Ms de Hollanda said she grew up in a little village with no more than 20 houses and went to a school with only 13 students.
It was very picturesque with red wooden houses and white trimmings and cobbled stone paths, she said.
At the age of 20 she moved to Gothenburg to study but returned to her home for summer journalism placements at a local paper.
In Sweden the darkest day, December 13 also known as St Lucia's Day, is celebrated throughout the country.
"It's when it is the darkest time so you celebrate the light. It's from an Italian saint, so she comes with light in her hair wearing a white tunic and red sash."
It had become a tradition to bring some light in somehow at the darkest time, she said.
Ms de Hollanda said they also had another "peculiar tradition" during Easter.
"We don't have the Easter bunnies. I suppose they have now with all the commercialism, but I used to dress up as an Easter witch.

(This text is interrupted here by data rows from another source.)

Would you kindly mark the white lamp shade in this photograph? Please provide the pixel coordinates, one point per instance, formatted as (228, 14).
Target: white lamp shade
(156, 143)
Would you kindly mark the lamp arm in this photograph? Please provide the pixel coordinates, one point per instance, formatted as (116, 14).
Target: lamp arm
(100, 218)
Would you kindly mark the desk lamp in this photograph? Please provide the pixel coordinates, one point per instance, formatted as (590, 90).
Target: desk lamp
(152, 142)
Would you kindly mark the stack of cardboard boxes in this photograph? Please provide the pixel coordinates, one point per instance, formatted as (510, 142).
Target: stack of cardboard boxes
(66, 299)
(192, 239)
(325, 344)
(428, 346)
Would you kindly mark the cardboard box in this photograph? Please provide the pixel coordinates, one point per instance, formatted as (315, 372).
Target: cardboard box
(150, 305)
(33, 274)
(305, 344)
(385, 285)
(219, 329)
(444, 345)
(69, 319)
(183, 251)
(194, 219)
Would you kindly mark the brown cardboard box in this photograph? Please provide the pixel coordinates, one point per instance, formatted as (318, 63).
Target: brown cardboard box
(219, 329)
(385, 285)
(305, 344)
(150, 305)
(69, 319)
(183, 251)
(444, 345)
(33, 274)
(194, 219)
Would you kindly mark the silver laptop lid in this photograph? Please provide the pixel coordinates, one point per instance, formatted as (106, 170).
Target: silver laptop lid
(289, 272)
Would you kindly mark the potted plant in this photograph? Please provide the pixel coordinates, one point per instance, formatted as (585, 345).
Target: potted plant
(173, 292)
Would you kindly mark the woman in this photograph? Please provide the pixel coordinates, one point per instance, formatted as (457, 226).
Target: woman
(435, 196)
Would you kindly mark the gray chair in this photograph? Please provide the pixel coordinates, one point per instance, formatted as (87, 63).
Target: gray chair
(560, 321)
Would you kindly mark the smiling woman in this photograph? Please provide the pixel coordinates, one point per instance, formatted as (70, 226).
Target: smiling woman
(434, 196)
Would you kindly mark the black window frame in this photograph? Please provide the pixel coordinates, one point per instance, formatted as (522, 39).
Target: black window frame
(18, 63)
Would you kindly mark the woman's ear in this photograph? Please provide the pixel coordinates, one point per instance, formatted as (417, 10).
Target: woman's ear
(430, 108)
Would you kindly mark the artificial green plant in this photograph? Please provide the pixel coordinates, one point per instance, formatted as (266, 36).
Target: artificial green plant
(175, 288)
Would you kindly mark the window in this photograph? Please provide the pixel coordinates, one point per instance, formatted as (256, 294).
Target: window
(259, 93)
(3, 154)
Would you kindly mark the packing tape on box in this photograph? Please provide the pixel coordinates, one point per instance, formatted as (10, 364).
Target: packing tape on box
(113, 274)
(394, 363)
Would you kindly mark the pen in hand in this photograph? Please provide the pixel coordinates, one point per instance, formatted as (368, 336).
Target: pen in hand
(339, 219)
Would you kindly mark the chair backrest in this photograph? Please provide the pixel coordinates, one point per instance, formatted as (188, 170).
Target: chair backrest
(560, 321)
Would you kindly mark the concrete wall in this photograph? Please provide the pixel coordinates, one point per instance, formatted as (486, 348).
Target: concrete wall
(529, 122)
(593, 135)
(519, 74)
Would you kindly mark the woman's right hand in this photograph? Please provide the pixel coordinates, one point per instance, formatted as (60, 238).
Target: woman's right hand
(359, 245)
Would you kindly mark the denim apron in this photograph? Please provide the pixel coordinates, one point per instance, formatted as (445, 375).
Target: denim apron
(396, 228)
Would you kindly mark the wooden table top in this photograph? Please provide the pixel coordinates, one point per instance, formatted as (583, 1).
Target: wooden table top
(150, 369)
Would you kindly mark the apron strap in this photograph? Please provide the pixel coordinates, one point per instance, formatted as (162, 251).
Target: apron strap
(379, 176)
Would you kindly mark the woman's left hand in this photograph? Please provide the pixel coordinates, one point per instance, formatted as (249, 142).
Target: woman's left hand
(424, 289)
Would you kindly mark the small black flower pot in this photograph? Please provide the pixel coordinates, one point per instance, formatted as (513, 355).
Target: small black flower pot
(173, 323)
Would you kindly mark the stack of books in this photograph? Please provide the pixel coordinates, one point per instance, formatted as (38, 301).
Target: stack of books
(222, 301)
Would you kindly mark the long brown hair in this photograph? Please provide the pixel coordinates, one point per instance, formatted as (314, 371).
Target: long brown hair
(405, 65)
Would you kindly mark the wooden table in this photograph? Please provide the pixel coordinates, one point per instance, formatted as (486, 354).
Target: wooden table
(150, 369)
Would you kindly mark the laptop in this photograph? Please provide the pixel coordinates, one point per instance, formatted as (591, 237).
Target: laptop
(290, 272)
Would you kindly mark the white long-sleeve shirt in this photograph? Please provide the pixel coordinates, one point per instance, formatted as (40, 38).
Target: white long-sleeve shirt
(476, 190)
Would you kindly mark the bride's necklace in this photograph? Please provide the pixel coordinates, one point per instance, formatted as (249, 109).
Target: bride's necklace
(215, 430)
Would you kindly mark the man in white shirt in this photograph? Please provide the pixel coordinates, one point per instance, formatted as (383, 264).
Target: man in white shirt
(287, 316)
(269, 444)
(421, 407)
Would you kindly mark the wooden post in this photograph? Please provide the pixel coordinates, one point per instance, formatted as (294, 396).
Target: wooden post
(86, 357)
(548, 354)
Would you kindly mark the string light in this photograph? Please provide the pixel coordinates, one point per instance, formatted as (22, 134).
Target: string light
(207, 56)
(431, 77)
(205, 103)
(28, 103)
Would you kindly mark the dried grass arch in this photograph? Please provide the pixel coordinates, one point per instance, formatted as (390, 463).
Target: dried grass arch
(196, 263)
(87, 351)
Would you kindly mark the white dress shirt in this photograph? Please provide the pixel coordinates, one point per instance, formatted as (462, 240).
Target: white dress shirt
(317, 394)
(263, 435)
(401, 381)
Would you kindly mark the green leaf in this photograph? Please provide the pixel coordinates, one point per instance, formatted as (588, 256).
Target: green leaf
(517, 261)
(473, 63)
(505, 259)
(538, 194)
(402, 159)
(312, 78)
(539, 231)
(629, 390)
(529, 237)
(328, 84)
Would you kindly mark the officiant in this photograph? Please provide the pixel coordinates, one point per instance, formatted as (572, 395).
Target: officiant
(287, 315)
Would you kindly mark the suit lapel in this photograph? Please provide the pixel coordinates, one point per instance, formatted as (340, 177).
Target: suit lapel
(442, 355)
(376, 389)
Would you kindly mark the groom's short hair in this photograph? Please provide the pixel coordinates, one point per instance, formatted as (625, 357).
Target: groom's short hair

"Kids dress up as witches and go house to house with drawings and give Easter drawings to people and get candy in return. It's a little bit like Halloween but you don't say trick or trick and you give something as well."
During mid-June, where the light never really faded, people would gather for midsummer activities.
Celebrated on the Friday between June 19 and 25, people began the day picking flowers and making wreaths to place on a maypole, she said.
The maypole was then raised when people sang and danced around it.
Ms de Hollanda said compared with her northern European home, people in New Zealand more were easy going and friendly.
"It's more important what you wear, what you say and do.
"In a way there is more tolerance here, in a way," she said.
Ms de Hollanda now lives in Mount Maunganui with her family and loved the "very friendly atmosphere" the Bay has to offer.
Having studied social sciences, international relations, journalism and teaching she now enjoyed doing private tutoring, dramatised story telling in schools and kindergartens called Mother Troll and teaching a small group of Swedish children their language and their culture.
There were now about 30 families living in the Bay with one or more parents from Sweden.